Harry has been gone for nearly an hour now and I have no clue where he went. The last thing he said was that he was going to go check on the results from the doctor but I saw the doctor walk by and she said she hasn't see him. I couldn't help be a bit worried but I know he just probably wanted to be alone so he could process everything. That man is a complex thinker, he could get lost in his mind for hours.

I was still mad at him, but I know he was sorry and he means it. The little speech he made to Mariah was nothing I expected of him, he's usually a guy of very few words.

I stayed with Mariah, laying in bed with her to the point where she has fallen asleep. She must've been exhausted, I don't blame her. These past few days have been a rollercoaster for her. I carefully got up and out of the bed without waking her, shuffling out of the room. I needed to see if Harry was around here somewhere, we haven't talked one on one since the whole incident. My emotions were on the wall with Harry, I didn't know how to feel about all of this but anger. Mariah said she is mad but she forgives him, and maybe that's where I'm at too.

Who knows.

As I was walking down hallways for nearly five minutes, I heard.. something.

It was like a sniffle, but I don't know where I came from. I stooped in my tracks and heard it again, making me turn my head to see it was coming from the janitors closet.

I furrowed my brows and due to my nosiness, opened the door. I open it wide to see Harry standing leaned against the shelves, looking up in the air and breathing deeply to relax himself. He was alone in this dim lit closet, his cheeks red but the rest of him pale.

He was crying, not heavily, but definitely teary.

His head shot to me the minute the light hit in the closet from the hallway, looking at me like I was a ghost.

"Harry.." I softly say as he wipes his eyes immediately, clearing his throat.

"Sorry, uhm, I couldn't find the doctor so I, um-"

"So you decided to come hide in a closet instead of talk to me about how you're feeling?" I step in and shut the door. The room wasn't pitch black, just dim.

"There's nothing to talk about." He wipes his eyes and looks away from me, turning his head to look at the far wall.
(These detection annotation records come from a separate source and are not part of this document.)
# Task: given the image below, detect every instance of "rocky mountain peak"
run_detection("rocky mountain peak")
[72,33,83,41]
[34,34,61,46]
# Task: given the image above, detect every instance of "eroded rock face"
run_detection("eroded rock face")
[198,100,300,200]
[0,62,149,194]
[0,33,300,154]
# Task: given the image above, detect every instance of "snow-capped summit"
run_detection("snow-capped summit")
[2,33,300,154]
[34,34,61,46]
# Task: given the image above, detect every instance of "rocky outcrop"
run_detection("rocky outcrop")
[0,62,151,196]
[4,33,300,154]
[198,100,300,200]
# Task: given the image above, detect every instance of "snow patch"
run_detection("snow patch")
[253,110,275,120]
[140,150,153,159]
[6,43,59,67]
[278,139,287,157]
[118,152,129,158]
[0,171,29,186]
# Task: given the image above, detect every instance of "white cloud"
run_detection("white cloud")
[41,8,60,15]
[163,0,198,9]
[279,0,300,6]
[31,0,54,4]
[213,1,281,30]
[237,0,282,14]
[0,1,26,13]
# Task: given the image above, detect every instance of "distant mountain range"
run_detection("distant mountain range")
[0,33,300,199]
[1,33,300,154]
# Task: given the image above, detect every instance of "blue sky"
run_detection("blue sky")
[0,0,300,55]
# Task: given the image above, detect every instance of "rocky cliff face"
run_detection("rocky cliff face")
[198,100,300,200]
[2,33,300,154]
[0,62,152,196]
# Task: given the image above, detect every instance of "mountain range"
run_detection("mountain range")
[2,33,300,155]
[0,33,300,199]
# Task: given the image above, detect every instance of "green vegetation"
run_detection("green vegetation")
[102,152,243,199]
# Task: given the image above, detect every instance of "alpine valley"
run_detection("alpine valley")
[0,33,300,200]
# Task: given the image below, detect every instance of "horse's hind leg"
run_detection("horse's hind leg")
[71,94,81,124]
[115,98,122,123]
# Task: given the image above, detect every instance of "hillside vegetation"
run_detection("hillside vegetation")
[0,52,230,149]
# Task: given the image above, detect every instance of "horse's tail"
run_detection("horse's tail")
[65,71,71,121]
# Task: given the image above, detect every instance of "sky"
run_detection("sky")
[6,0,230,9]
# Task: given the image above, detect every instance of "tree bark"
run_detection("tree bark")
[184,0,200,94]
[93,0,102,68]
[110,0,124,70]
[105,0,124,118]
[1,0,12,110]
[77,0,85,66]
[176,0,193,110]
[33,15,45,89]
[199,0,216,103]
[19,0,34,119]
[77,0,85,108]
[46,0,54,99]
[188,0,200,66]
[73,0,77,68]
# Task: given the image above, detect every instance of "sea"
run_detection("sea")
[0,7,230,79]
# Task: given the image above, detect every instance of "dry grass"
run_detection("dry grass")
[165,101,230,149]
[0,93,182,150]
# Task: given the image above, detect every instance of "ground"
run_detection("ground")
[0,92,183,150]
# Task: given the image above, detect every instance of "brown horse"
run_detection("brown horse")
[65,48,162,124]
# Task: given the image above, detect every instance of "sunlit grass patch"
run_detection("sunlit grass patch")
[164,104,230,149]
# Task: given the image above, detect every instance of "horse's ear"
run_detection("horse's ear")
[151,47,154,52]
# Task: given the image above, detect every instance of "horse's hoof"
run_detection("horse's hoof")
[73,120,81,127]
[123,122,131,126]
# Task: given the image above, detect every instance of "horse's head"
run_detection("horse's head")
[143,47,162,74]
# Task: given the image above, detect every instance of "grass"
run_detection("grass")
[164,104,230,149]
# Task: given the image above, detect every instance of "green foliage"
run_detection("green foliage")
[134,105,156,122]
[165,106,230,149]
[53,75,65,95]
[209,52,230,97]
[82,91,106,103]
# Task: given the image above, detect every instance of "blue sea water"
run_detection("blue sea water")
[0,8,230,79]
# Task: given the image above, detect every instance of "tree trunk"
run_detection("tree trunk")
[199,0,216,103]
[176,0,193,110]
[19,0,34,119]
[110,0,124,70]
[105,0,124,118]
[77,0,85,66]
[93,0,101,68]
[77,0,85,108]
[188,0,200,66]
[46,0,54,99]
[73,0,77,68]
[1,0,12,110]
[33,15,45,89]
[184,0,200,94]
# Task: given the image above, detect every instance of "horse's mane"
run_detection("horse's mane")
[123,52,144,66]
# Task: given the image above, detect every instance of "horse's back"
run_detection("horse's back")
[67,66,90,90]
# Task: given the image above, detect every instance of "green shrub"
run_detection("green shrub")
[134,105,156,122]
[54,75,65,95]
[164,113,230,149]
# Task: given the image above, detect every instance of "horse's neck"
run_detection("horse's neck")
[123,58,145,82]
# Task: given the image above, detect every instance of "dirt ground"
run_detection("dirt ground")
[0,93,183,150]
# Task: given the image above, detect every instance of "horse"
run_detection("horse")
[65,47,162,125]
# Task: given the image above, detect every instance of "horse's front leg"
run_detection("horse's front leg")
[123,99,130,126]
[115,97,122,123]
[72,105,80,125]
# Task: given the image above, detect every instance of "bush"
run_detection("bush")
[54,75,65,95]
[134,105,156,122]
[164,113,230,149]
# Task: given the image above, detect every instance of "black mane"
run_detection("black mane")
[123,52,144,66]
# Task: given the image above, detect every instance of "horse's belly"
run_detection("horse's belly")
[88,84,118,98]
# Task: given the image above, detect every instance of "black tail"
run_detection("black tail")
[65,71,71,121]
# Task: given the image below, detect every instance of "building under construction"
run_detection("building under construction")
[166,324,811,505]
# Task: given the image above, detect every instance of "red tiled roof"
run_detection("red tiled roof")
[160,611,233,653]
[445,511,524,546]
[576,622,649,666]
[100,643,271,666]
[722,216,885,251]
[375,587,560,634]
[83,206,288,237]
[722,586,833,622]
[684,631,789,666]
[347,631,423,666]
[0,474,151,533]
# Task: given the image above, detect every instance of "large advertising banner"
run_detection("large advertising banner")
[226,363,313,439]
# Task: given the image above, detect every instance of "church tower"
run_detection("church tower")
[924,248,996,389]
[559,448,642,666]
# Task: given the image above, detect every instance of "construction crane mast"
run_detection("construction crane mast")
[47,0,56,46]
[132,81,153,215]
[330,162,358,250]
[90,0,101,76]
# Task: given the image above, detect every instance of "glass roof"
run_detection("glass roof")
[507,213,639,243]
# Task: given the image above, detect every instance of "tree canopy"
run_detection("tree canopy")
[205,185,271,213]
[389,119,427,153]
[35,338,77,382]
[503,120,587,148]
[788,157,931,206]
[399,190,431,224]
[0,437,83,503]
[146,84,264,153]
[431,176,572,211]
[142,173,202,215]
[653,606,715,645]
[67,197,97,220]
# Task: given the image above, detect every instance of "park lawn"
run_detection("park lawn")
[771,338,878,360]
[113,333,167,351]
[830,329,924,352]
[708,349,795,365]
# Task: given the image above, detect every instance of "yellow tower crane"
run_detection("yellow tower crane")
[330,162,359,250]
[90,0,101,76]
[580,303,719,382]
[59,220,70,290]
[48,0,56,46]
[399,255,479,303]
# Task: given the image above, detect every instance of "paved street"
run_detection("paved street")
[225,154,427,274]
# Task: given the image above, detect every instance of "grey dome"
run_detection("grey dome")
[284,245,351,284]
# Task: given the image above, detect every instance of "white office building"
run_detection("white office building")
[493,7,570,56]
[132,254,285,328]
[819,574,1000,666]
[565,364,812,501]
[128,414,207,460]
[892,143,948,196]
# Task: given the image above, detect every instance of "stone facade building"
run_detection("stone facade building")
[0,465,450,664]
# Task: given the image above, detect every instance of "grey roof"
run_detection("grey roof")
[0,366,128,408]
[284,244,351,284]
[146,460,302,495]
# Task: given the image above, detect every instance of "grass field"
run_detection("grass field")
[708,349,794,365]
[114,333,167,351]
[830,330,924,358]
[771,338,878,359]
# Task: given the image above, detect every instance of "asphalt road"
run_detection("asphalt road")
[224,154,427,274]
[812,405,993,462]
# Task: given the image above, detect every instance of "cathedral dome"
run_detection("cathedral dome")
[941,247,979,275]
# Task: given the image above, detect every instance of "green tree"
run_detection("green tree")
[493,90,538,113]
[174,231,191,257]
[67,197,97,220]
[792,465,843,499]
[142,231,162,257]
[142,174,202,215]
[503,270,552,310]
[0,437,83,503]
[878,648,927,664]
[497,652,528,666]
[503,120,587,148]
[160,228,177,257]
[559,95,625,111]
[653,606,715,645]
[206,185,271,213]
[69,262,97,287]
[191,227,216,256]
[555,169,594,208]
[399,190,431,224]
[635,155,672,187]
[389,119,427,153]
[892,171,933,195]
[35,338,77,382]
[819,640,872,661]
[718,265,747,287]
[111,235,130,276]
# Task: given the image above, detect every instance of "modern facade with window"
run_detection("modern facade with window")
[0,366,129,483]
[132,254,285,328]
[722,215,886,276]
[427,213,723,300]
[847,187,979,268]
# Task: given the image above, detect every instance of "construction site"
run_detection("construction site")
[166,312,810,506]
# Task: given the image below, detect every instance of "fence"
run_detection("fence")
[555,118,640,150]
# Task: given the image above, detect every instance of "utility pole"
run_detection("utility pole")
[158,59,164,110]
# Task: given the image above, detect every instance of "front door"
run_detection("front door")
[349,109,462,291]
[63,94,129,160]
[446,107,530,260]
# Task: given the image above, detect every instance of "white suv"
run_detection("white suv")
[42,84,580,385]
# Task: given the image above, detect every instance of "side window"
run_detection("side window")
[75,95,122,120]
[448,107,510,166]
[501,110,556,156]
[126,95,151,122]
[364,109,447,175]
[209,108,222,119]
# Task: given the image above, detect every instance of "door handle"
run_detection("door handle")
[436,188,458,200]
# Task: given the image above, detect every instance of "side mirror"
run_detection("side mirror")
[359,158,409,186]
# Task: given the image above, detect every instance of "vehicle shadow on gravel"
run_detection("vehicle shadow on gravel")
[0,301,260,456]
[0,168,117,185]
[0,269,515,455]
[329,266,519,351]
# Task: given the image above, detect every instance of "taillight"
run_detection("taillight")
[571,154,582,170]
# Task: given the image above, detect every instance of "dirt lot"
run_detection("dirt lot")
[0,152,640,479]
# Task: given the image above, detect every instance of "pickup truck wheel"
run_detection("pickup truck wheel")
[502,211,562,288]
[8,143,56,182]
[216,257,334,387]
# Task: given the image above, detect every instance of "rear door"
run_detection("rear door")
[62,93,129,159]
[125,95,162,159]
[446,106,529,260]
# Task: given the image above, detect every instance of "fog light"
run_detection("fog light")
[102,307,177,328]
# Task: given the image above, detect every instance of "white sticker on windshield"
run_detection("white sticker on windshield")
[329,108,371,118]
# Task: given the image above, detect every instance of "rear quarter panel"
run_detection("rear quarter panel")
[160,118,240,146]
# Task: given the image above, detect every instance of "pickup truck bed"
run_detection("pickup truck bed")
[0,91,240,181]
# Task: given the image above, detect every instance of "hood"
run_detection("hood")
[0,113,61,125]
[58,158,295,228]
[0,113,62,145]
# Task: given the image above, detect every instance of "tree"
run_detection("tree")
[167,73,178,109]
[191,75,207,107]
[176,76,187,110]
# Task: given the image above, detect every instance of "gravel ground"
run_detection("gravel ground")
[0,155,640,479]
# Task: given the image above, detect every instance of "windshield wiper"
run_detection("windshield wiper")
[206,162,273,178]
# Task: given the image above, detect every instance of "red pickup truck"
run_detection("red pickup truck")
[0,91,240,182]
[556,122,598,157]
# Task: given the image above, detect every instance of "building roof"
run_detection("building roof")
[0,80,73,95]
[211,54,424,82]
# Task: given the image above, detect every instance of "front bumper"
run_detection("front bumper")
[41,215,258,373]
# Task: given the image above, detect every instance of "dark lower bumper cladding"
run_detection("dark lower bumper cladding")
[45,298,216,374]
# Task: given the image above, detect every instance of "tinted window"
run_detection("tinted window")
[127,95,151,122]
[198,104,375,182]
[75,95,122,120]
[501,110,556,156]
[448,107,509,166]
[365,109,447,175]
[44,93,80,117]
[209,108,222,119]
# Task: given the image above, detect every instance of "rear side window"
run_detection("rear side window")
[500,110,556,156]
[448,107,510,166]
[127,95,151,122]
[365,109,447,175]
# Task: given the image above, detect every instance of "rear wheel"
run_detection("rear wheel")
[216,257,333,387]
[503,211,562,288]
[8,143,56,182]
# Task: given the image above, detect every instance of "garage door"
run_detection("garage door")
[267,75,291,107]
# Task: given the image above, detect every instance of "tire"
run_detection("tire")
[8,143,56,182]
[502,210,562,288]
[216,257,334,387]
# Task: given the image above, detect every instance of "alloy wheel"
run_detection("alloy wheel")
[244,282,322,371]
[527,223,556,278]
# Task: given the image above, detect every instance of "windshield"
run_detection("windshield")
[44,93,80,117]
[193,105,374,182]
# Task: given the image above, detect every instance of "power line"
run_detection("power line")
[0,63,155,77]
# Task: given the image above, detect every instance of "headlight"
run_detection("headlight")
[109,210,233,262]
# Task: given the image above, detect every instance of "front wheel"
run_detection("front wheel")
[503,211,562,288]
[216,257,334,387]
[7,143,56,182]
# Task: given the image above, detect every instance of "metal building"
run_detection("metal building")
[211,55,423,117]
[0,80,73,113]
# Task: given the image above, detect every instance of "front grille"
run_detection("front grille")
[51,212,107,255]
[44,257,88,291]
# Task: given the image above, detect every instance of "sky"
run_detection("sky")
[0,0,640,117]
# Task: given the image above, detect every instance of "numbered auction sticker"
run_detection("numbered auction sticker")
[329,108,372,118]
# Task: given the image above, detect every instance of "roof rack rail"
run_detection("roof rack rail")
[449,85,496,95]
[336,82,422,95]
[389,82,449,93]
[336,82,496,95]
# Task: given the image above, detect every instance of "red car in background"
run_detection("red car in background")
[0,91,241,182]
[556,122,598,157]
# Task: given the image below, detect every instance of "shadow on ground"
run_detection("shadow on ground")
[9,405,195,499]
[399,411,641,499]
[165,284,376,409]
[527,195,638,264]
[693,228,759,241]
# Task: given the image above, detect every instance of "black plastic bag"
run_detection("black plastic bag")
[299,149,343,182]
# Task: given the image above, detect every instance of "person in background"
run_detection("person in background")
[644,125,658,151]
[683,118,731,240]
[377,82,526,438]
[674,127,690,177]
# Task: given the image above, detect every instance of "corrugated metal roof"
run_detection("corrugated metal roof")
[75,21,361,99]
I keep my arms crossed at the closed door, looking at him not looking at me but at the opposite end of the room. He didn't want me to see him when he was emotional like this, even when he's just wiping his tears like a human. This was obviously effecting him a lot, I've only seen him get emotional less times than I could count on my one hand. He was leaned against the shelves full of cleaning supplies, hands intertwined behind his back and feet together.

It will always break my heart when I see him cry. And what breaks my heart even more is that he still gets too embarrassed to let me see him cry.